Oil consists of molecules that are nonpolar. Nonpolar molecules do not have a charge on either end. They are characterized by their inability to dissolve in water, making them water-repelling or hydrophobic. Because of their nonpolar nature, oil molecules prefer to stick to each other rather than disperse into water.
When you rinse an oily dish with just water, the oil film remains intact because oil molecules do not find water attractive. They cling to surfaces instead of rinsing away, creating that persistent greasy residue.

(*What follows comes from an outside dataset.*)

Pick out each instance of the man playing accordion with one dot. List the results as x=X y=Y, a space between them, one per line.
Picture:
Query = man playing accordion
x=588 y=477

Water is a polar molecule, which means it has a slight electric dipole moment. One end of the water molecule has a partial negative charge (near the oxygen atom), while the other end (near the hydrogen atoms) has a partial positive charge. This polarity allows water to dissolve and interact well with other polar substances.
Polarity makes water an excellent solvent, which explains why many substances dissolve easily in it. However, this property also means water does not interact well with nonpolar substances, like oil. Without an extra helper, water cannot dislodge oil from surfaces effectively.

Soap acts as the perfect mediator between water and oil due to its unique molecular structure. Soap molecules have two main parts: a hydrophilic (polar) head and a hydrophobic (nonpolar) tail.
Each part of the soap molecule plays a vital role:

• The hydrophilic head attaches itself to water molecules.
• The hydrophobic tail binds to oil molecules.

This dual nature allows soap to form structures called micelles, which surround oil droplets and make them soluble in water. Soap breaks the surface tension and can lift the oily film away from dishes, allowing the rinse-off to work effectively.

Nonpolar substances, like oils and fats, lack distinct electric charges on their molecules. This lack of charge means they do not interact with polar substances such as water. Instead, nonpolar substances prefer interacting with other nonpolar molecules.
Unlike polar substances that dissolve or disperse in water, nonpolar substances tend to aggregate and form separate phases in contact with water. In cleaning scenarios, this property is what causes the greasy film on dishes to remain even after a water rinse. Breaking this interaction barrier typically requires a surfactant, such as soap, which can engage both polar and nonpolar entities.